Deugdelijkheid van de tenderprocedure

28. Eiseres voert aan dat de tenderprocedure onvoldoende transparant en consistent is. Niet duidelijk is hoe de subsidieaanvragen zijn beoordeeld en gerangschikt. Er is geen puntentelling voor de beoordeling van de eerste twee criteria (de artistieke en zakelijke kwaliteit), maar wel voor de beoordeling van het derde criterium (de betekenis voor de stad).

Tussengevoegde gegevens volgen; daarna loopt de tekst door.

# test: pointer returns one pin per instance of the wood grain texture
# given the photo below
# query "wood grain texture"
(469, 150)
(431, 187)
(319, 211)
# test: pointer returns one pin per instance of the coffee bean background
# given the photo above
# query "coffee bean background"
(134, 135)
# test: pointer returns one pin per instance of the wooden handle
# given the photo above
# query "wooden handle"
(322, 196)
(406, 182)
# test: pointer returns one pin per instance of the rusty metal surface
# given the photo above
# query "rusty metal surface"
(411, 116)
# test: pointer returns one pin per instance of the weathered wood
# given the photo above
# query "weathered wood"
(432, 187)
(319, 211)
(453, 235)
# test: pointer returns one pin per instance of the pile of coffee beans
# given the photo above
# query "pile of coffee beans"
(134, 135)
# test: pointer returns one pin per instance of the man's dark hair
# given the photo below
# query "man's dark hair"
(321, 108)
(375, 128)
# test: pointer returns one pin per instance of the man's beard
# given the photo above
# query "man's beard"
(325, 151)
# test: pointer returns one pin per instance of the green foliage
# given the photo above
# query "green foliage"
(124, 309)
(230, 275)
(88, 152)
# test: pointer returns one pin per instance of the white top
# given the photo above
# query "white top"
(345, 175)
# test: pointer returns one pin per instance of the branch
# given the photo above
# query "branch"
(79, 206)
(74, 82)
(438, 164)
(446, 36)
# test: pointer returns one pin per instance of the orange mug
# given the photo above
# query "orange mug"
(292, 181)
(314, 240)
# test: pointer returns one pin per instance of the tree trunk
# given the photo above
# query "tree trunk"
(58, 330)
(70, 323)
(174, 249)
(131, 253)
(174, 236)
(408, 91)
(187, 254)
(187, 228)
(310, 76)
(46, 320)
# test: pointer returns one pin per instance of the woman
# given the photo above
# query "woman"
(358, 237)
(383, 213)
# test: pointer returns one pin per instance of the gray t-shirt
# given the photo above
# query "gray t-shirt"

Ten aanzien van de aanvragen van [D] en de Coöperatie heeft de adviescommissie ook ernstige kritiek geuit, maar zij hebben wel subsidie gekregen omdat de betekenis voor de stad (het derde criterium), bij de beoordeling van de artistieke en zakelijke kwaliteit (het eerste en tweede criterium) is meegewogen. Ter zitting heeft eiseres een beroep gedaan op het gestelde in de evaluatie. De opstellers van het rapport zijn van mening dat het feit dat bij de integrale afweging door de kerncommissie in het kader van het derde criterium (de betekenis voor de stad) geen punten worden toegekend in verband met de beoordeling van de artistieke en zakelijke kwaliteit van de aanvragers, een principiële omissie is die een volgende keer voorkomen zou moeten worden. Eiseres is van mening dat verweerder zelf ook heeft ingezien dat de procedure niet deugdelijk is geweest, omdat verweerder de werkwijze voor de tweejarige subsidieaanvraag heeft aangepast.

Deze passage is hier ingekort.